Do you think of New Zealand as an idyllic land of sheep, fields and happy smiley Sound of Music kids. Think again. New Zealand seems to have all the same problems as everywhere else, and if it is true that New Zealanders are famously vigorous people, maybe even more.
As he watched, the girl being restrained suddenly lashed out. One teacher got injuries including cuts on her arm and the other teacher a black eye. That was bad enough.
When the second incident occurred two days later it was “like the 100-year flood” for Tyson.
About 3pm a 12-year-old boy was asked to leave a class because he was disruptive. The woman teacher spoke to him outside the class and he swore at her.
She asked him to leave the school grounds and he instead punched her, making her head strike a door. She suffered a swollen cheek, bleeding nose and bruising to her right eye.
Five days earlier Hamilton Girls’ High School was the scene of a vicious attack by three girls on a 14-year-old student who was taken to Waikato Hospital with serious facial injuries.
There have always been fights in schools. Many will remember those playground scraps when a circle of kids gathered around two boys going hard at it.
Eventually the spectacle would be broken up by a teacher. But students hitting teachers twice in one week? Girls bashing others so badly they are sent to hospital?
I genuinely believe, first, that this kind of problem is not going to go away, and second, that the answers are going to be very radical. Basically, children who assert their power in this kind of way are going to have to be treated as adults rather than children. Not obliged by law to go to school. Allowed to work for money. Allowed to leave home if home is uncongenial. And criminally responsible if they then behave criminally, just as adults are already criminally responsible if they behave criminally to children.
The New Zealand education system sucks says this rebellious lady, who didn’t send her kids to school as regularly as the authorities wanted. The reports makes it sound like she was making up her excuses as she went along, but should she have to?
This, for instance ...
“I made them do research. My kids are really bright.”

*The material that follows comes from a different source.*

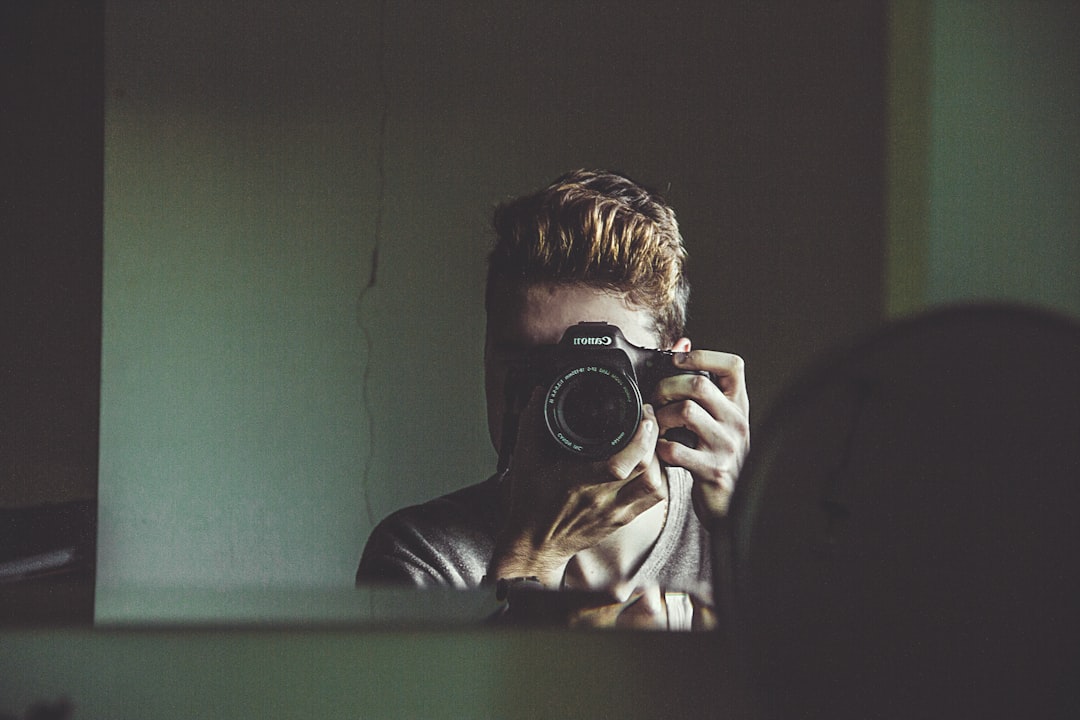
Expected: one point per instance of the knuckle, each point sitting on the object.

... doesn’t ring true. Although she apparently does have an internet connection, so maybe she did and maybe they are. What I wanted to read was some quotes from the children, to find out what they think about all this. But the rule now is that they have to be protected from that kind of thing, and as of now, I guess that’s right. Still, I hope somebody did ask them.

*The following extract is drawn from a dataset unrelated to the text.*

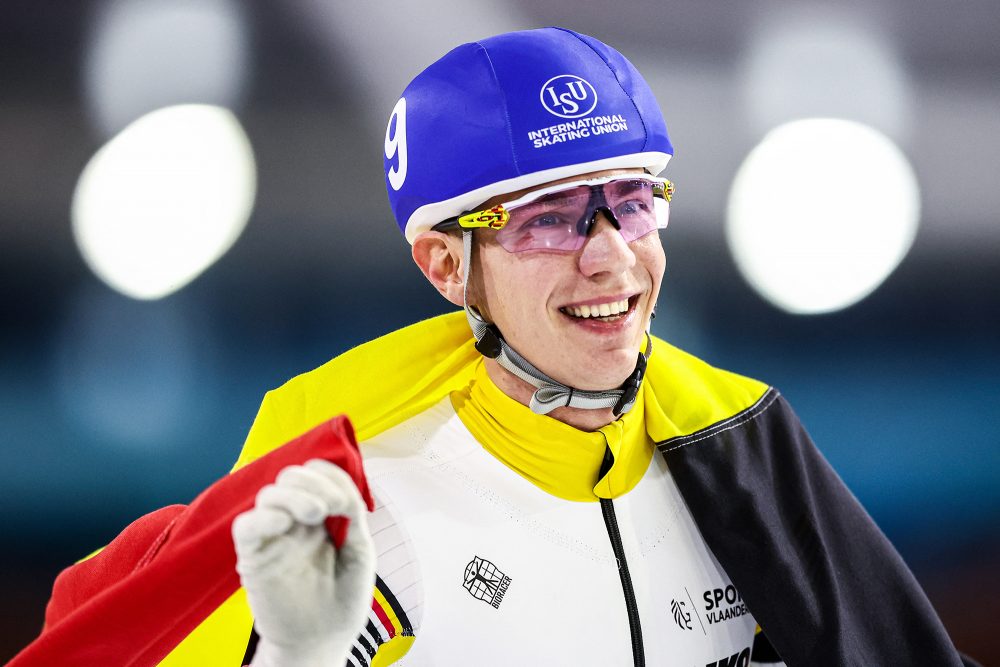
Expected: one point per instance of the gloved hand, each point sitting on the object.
(309, 600)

But, even supposing that these children will indeed become underclass monsters from hell if this woman continues to derange their lives (supposing that this is what she is now doing), does that mean that the kids should now be forced to go to school? Shouldn’t schools, you know, attract them. It’s more big answers to an apparently rather small question, but suppose the school leaving age was lowered to zero, the state stopped spending any money at all on education, and people just set up and paid for whatever schools they thought were a good idea. Wouldn’t the best of these places be very nice, and wouldn’t niche markets (like kids whose mothers didn’t want to be bothering with particular sorts of clothes) be better catered for than now?